日経記事「所得の再配分を政府が担う色彩が強まり、大きな政府につながって改革の流れに逆行するとの見方もある」のトンチンカン

2006年3月30日付『日本経済新聞』5面に自民税調が所得税率・控除の見直しを検討項目案を大筋了承したという記事が出ている。ネット版掲載の記事までの部分はほぼファクトを語っており問題ないと思うが、それに続く80行にもわたる印刷紙面版の記事は変な記事だ。

論じられようとしていることについて羅列しつつ、それぞれについて「しかしそれにはこれこれの異論もある」と言っているのだが、その内容にこの記者は意味が判っているのかと感じさせる稚拙さがあり、しかも「~という意見もある」と必ずしも自分の意見ではないという予防線ばかり張っている。

例えば、党税調内に低所得者の所得控除拡大や、最高税率の適用範囲の拡大によってその財源を確保しようとする意見があることを紹介するのに続けて「だが、所得税の累進度合いが高まれば、努力して成功した人が高い税金を払う仕組みが強くなる。所得の再配分を政府が担う色彩が強まり、大きな政府につながって改革の流れに逆行するとの見方もある」といった具合だ。

記者がそのような意見を持つのは自由だし、自民党税調内にそのような意見があることを紹介するのはいい。
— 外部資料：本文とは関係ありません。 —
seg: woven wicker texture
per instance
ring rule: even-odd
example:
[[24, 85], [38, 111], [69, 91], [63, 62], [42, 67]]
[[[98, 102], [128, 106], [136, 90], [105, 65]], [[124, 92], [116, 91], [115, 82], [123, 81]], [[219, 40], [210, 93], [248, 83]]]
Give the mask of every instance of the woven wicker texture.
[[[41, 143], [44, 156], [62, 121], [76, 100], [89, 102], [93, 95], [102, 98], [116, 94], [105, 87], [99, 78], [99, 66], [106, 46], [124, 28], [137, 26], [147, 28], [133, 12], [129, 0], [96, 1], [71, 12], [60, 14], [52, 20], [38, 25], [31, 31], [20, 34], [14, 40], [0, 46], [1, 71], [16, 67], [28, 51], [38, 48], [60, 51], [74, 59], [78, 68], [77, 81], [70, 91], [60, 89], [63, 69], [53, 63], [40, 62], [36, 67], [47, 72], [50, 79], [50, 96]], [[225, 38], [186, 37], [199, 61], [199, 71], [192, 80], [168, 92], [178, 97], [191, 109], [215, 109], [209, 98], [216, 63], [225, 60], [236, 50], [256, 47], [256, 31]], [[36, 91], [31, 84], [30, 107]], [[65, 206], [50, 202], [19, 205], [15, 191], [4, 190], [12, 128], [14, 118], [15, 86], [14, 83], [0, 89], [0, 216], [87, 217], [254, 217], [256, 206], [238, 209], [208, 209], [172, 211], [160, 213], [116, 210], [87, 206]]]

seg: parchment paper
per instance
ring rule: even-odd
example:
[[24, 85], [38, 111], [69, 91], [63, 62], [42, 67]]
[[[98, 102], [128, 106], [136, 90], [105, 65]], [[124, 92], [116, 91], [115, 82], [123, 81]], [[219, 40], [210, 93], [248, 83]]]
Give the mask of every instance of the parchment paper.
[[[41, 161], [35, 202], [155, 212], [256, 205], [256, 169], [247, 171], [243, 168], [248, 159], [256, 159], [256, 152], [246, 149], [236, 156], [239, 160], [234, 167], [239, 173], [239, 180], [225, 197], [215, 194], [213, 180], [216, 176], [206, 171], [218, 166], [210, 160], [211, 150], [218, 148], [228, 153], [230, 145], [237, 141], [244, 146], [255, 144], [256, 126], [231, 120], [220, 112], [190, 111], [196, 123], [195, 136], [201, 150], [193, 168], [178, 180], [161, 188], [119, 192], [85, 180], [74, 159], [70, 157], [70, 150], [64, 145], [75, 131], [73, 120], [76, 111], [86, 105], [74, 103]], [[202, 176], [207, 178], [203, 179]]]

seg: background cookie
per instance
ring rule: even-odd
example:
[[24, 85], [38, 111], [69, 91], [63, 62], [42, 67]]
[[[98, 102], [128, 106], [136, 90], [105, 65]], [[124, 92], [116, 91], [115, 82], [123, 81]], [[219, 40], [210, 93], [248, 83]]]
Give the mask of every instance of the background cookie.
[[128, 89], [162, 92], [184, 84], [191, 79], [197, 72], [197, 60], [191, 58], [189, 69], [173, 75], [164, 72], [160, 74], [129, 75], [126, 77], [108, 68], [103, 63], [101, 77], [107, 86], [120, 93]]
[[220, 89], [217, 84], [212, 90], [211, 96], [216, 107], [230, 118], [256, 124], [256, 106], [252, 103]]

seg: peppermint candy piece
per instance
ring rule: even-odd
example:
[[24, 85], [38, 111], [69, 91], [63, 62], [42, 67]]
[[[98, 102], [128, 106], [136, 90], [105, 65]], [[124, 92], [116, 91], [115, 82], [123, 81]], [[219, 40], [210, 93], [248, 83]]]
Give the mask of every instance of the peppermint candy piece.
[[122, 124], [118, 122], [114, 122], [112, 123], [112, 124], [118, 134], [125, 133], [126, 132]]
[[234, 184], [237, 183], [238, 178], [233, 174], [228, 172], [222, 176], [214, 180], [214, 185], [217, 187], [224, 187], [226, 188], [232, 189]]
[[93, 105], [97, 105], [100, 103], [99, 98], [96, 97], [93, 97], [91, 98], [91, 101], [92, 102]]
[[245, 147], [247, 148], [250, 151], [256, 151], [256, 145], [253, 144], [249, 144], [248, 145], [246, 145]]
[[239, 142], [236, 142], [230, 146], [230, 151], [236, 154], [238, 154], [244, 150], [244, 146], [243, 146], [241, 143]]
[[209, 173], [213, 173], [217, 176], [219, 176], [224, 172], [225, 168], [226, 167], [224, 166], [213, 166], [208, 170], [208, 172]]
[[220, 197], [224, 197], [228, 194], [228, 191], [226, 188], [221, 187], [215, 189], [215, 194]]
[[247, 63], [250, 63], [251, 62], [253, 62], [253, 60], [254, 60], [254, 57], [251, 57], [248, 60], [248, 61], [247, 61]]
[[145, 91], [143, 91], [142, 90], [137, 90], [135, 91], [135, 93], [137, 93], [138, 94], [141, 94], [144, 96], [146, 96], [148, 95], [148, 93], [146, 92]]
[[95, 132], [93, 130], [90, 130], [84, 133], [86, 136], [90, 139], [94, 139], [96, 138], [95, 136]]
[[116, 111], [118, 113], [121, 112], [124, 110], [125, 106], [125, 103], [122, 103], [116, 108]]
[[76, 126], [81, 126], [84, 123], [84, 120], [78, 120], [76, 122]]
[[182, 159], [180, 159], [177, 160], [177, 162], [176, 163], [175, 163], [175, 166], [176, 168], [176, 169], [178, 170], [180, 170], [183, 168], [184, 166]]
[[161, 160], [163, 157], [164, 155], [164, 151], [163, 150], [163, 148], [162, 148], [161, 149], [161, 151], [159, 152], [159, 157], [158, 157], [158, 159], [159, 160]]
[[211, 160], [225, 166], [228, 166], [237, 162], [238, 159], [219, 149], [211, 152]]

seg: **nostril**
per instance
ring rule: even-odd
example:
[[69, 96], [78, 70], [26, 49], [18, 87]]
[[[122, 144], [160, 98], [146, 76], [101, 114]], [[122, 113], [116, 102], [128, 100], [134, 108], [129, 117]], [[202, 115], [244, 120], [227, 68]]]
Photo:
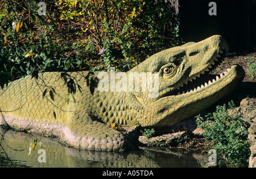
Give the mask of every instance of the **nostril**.
[[194, 56], [199, 53], [199, 51], [193, 52], [191, 52], [191, 53], [189, 53], [189, 57]]

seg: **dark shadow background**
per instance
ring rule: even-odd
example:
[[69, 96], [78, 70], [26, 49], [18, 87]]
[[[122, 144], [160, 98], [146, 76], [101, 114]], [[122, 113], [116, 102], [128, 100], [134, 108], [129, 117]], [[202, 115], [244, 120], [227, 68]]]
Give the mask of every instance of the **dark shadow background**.
[[[217, 4], [210, 16], [210, 2]], [[183, 40], [199, 41], [221, 35], [229, 52], [256, 51], [256, 0], [180, 0], [180, 31]]]

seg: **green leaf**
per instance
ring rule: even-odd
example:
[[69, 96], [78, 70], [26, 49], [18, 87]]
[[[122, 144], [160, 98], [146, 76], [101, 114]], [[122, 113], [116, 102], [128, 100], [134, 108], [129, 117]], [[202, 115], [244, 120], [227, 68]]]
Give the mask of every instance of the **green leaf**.
[[53, 92], [51, 90], [49, 91], [49, 93], [50, 93], [50, 97], [52, 99], [52, 100], [53, 101], [54, 101], [54, 94], [53, 94]]

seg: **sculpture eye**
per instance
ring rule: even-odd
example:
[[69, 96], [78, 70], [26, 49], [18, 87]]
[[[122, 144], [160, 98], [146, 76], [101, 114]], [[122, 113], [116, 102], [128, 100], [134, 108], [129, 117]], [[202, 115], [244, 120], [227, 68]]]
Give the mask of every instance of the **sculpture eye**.
[[170, 78], [176, 74], [177, 67], [174, 63], [168, 63], [163, 66], [160, 69], [159, 72], [160, 75], [164, 78]]
[[174, 67], [171, 67], [171, 68], [169, 68], [169, 67], [166, 67], [164, 68], [164, 70], [163, 70], [163, 74], [170, 74], [170, 73], [172, 73], [173, 72], [174, 70]]

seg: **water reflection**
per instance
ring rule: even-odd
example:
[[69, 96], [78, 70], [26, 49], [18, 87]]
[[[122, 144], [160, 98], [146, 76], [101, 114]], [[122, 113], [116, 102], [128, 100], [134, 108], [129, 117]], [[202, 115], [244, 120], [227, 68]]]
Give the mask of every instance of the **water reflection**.
[[[125, 154], [68, 148], [57, 139], [0, 128], [0, 167], [200, 167], [195, 157], [200, 151], [133, 151]], [[30, 144], [37, 139], [28, 156]], [[39, 144], [41, 144], [41, 146]], [[40, 163], [45, 150], [46, 163]], [[39, 160], [38, 159], [39, 158]]]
しかし、政府の「所得再配分」の機能を強化することが「大きな政府につながる」というのは意味がわからない。むしろ「政府の役割を外交・軍事など限られた分野に限るべき」といった「小さな政府」の考え方によって政府の経済政策の範囲を徹底的にそぎ落としていった時に、最後に残る政府でなければできない2~3の使命の一つが「所得再配分機能」なのではないか。

取材に協力してくれるソースの歓心を買いたいのはわかるし、もとの記事がわかっていないデスクに歪められたのなら気の毒だが、一般紙は高校生や大学生も読んでいるのだから、いろいろな意見を紹介するにしても、もう少しちゃんとした記事を書いて欲しい。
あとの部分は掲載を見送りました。